Los caníbales, de Álvaro do Carvalhal (Ardicia) Traducción de Enrique Moya Carrión | por Juan Jiménez García

Los caníbales | Álvaro do Carvalhal

Álvaro do Carvahal no vivió mucho. Escritor efímero, muere apenas cumplidos los 24 años. Ni tan siquiera pudo ver recogidos en un único libro sus cuentos, trabajo al que se dedicó cuando tuvo la certeza de que ya no le quedaba mucho. Sus cuentos: seis cuentos. De él, pues, no hay mucho que contar. Simplemente vivió lo suficiente para dejarnos al menos una obra inmortal, uno de aquellos relatos: Los caníbales. Hay dos cosas seguramente innegables: el buen gusto del nada efímero Manoel de Oliveira para elegir los libros en los que basa tantas de sus películas, y el buen gusto de Ardicia para encontrar todo aquellos que habíamos perdido allá entre finales del siglo XIX y principios del siglo XX. Que ahora veamos aparecer en su edición la obra que aquel llevó al cine, solo puede querer decir que estamos frente a algo muy especial.

¿Lo estamos? Sí, claro, lo estamos.

Los caníbales es un largo relato de amor y de horror. Si unimos este último con el humor, el resultado es lo grotesco (ver las palabras iniciales de Fernando Iwasaki). Y ahí es donde se instala nuestro joven escritor portugués. Ahí y en todos sus referentes, que son muchos y variados, pero que andarían buena parte de ellos por el género fantástico que se cultivaba por aquellos años y que podemos resumir en dos nombres: E.T.A. Hoffmann y Edgar Allan Poe. Álvaro do Carvahal no oculta nada ni se desliga de nadie. Al contrario. Aquí, el narrador no deja de ser un actor más del drama, un observador irónico, si se quiere, un tipo que observa la fiesta desde una esquina del salón. Su preocupación es contarnos la verdad, porque como dice citando a Boileau, nada es más bello que la verdad. Y desde esa primera nota de humor negro, se ocupará de acompañarnos con sus apuntes, no solo sobre esa realidad de la historia, sino también sobra la suya como escritor enfrentado a ella.

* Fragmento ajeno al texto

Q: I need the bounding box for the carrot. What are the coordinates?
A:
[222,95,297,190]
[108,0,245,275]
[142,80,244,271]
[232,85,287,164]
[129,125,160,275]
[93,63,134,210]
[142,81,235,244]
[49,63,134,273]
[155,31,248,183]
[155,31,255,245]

La historia podría ser sencilla. Una farsa. Margarida, mujer fatal (sin especial práctica), se enamora perdidamente de un personaje muy especial, el vizconde de Aveleda (con un cierto parecido, dicen, con la estatua del comendador). Quien dice esto (lo del parecido con la estatua) es don João, que no solo es un don Juan de nombre sino de espíritu. Por supuesto, está perdidamente enamorado de Margarida. Y además, no tiene buen perder. Y más frente a un hombre tan, tan… extraño. Un hombre extraño que además se reconoce extraño. Un misterio, como él mismo dice. Pero el amor de la muchacha no conoce inconvenientes. Le daría igual todo. Sea lo que sea. Bueno, eso se dice.

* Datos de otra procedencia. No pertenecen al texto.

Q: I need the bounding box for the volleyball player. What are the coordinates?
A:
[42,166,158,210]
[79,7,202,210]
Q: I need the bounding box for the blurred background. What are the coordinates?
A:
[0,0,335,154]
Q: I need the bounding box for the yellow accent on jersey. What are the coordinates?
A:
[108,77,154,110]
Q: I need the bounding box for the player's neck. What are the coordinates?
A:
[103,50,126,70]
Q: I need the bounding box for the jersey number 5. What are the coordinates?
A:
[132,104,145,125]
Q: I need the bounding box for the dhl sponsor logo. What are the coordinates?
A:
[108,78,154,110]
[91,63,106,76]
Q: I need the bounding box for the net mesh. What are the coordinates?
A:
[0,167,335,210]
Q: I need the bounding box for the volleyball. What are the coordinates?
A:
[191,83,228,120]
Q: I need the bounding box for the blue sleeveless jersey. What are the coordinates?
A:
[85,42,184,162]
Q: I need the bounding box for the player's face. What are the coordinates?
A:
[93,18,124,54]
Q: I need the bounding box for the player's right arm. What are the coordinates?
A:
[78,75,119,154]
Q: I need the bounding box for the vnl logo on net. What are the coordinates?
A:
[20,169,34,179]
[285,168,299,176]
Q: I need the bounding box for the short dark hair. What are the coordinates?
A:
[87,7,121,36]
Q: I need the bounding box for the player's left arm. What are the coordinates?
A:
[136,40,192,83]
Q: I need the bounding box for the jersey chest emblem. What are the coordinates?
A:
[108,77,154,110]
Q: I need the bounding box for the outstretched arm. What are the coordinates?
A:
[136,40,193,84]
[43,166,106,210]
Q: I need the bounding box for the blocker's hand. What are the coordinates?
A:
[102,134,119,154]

Manoel de Oliveira adaptó este relato con forma de ópera, y seguramente no andaba especialmente desencaminado. Todo en este relato tiene algo de desmesura, de esa desmesura necesaria para lo grotesco, avanzando hacia su delirante final, muy instructivo con respecto al sentido práctico de la nobleza. Do Carvalhal tiene la juvenil habilidad y la frescura de quien está descubriendo todo, también el regocijo de la escritura. Desde aquel rincón en la fiesta, sonríe, y tal vez piensa, como escritor efímero, en el destino como motor de las cosas. En lo ridículo que puede ser lo sublime, y lo sublime que puede ser lo ridículo. Ahora diríamos que tiene algo de surrealista, pero como aún no había llegado André Breton para inventar la palabra, pues no lo decimos. Igual es que el surrealismo fue otra manera de llamar a cosas que ya existían. Puede ser.